Sherman Street and the East Side
Deadwood developed along both sides of Whitewood Creek, forming the two main thoroughfares of Main and Sherman Street. In the 1880s the firms on Sherman tended to be small retail and service businesses.
With the arrival of the railroads in the early 1890s, Sherman became the town’s railroad center and wholesale warehouse district.
[Photo captions, clockwise from the top left]
Note the differences between these two photographs of eastern Deadwood. You look north from about the same place in both, the picture on the left was taken in the late 1880s and the other in 1909. [Photo credits] Arvada Center for the Arts and Humanities, Colorado; Wyoming State Museum.
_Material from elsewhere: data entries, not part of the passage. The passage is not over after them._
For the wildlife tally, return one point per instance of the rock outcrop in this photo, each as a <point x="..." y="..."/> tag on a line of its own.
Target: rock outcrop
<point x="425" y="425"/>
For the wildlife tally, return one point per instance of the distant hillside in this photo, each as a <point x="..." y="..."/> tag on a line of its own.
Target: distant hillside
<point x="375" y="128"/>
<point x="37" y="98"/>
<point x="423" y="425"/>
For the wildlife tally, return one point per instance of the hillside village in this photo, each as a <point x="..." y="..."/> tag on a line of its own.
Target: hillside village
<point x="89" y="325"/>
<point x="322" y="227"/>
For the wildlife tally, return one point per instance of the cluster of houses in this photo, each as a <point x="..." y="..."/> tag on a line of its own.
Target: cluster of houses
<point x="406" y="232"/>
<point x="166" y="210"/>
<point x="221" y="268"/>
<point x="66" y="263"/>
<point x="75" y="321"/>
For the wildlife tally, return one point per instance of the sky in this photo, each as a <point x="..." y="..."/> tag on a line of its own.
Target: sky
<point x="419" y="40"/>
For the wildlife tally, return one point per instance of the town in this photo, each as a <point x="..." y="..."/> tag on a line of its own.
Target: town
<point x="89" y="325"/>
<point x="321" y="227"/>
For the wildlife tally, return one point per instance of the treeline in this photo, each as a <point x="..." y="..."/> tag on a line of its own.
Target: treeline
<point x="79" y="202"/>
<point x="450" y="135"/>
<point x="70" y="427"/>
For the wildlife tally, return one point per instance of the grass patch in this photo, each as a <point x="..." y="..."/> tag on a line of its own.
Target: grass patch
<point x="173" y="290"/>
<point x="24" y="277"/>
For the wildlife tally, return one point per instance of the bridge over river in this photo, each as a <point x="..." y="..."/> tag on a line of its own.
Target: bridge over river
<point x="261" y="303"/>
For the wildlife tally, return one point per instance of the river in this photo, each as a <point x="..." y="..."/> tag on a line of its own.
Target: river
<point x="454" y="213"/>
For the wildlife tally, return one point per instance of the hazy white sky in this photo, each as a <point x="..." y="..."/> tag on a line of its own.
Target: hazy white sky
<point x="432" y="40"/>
This depot for the Grand Island and Wyoming branch of the Chicago, Burlington and Quincy Railroad was on Sherman Street at the intersection with Deadwood Street. The railroad shared the tracks with the Deadwood Central, a steam line which ran to Lead. An electric trolley began running on the tracks in 1902.
Construction of the Martin and Mason Block, on the left side of the photograph, began in 1893, making it one of the first large commercial buildings on Sherman. [Photo credit] Wyoming State Museum.
William E. Adams came to Deadwood in 1877 and struck it rich with his grocery and provisions store. In the 1890s he moved his store from Main to 51 Sherman Street, shown here in 1909. He also constructed the four story building to the left, and later added a fourth floor to his original structure. [Photo credit] Wyoming State Museum.
Marker is at the intersection of Sherman Street and Deadwood Street on Sherman Street.